An attempt to lighten the load.

NUVO Magazine: Shedding Books

Illustration by Andrew Holder

Have you ever read Snow Man by David Albahari? It’s really good. “Provocative insights abound,” The Georgia Straight raved. How about Matthew Kneale’s When We Were Romans? Terrific. “Intense … perfect voice,” said The Globe and Mail. Well, I said those things, and a lot more besides. For 10 years, I reviewed fiction and non-fiction here, there, and everywhere. A book a week (or two, or 10), month in, month out: that’s a lot of reading, probably more than many people bother with over a lifetime. The experience left me with an engorged vocabulary, a well-earned squint, and significant pressure on my bookshelves.

Those impacted shelves are why I recently buckled down for a cull. Putting on my Sophie’s Choice game face, I inched through the collection, prizing out each volume, weighing the likelihood it would still live up to my hype. Through the novels (alphabetized), the poetry (organized by period), the non-fiction (no system at all), the kid lit, I proudly, sternly, weeded out 100 books. A hundred, out of thousands.

“A flamethrower and a Kindle,” my 15-year-old said to me. “That’s what you need.”
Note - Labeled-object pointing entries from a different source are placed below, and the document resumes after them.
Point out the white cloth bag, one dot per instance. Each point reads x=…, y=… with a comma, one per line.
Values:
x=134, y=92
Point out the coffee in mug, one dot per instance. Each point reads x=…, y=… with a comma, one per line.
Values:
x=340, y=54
Instead, we boxed up the weak—Mark Kingwell’s Marginalia: A Cultural Reader (“acute and insatiable … arrogant”), Alberto Manguel’s Ark in the Garden: Fables for our Times (“bittersweet”), Lewis Lapham’s Theater of War: The Innocent American Empire (“a voice of measured despair and mocking incredulity”)—and headed for our local second-hand bookstore.

It felt like a good new home, with its wooden floors, its gentle light. They’re choosy, the fellow at the counter warned me, but I was bullish as I hoisted my hoard up on the barrel. Victor Pelevin’s Helmet of Horror: The Myth of Theseus and the Minotaur (“a fresh, Borgesian update to the well-known myth of Minos”). Stranger Than Fiction: True Stories by Chuck Palahniuk (“beautifully crafted vignettes”).

“I mean, they’re good books,” the clerk said. “I’d take them all, but they’re just going to sit here for a year. And I don’t have the room for that.” He looked pained. We both did. The hours, weeks of my life spent poring through their pages, sleep lost, invitations unheeded, parties unattended. And for what? “I can take nine,” he said. I’d brought my camera for a final farewell shot, but in my deflation I couldn’t even look at the sad little pile washed up on the counter. Thousands down to a hundred down to this. My son and I exchanged glances; we both considered the boxes that we’d now have to hump back to the house.

There’s a charity bin down the road that promises to keep books from clogging our landfills. I swear I’m going to use it, but first I just want to finish Gary Shteyngart’s satiric new novel Super Sad True Love Story. Have you read it? Very funny. A middle-aged guy in the near future has this eccentric collection of actual books (everyone else has sort of super-iPhones), and to hold on to his few friends, he spritzes his library with air freshener. It’s the smell he’s hiding—a lingering stink of obsolescence. Poor schlub.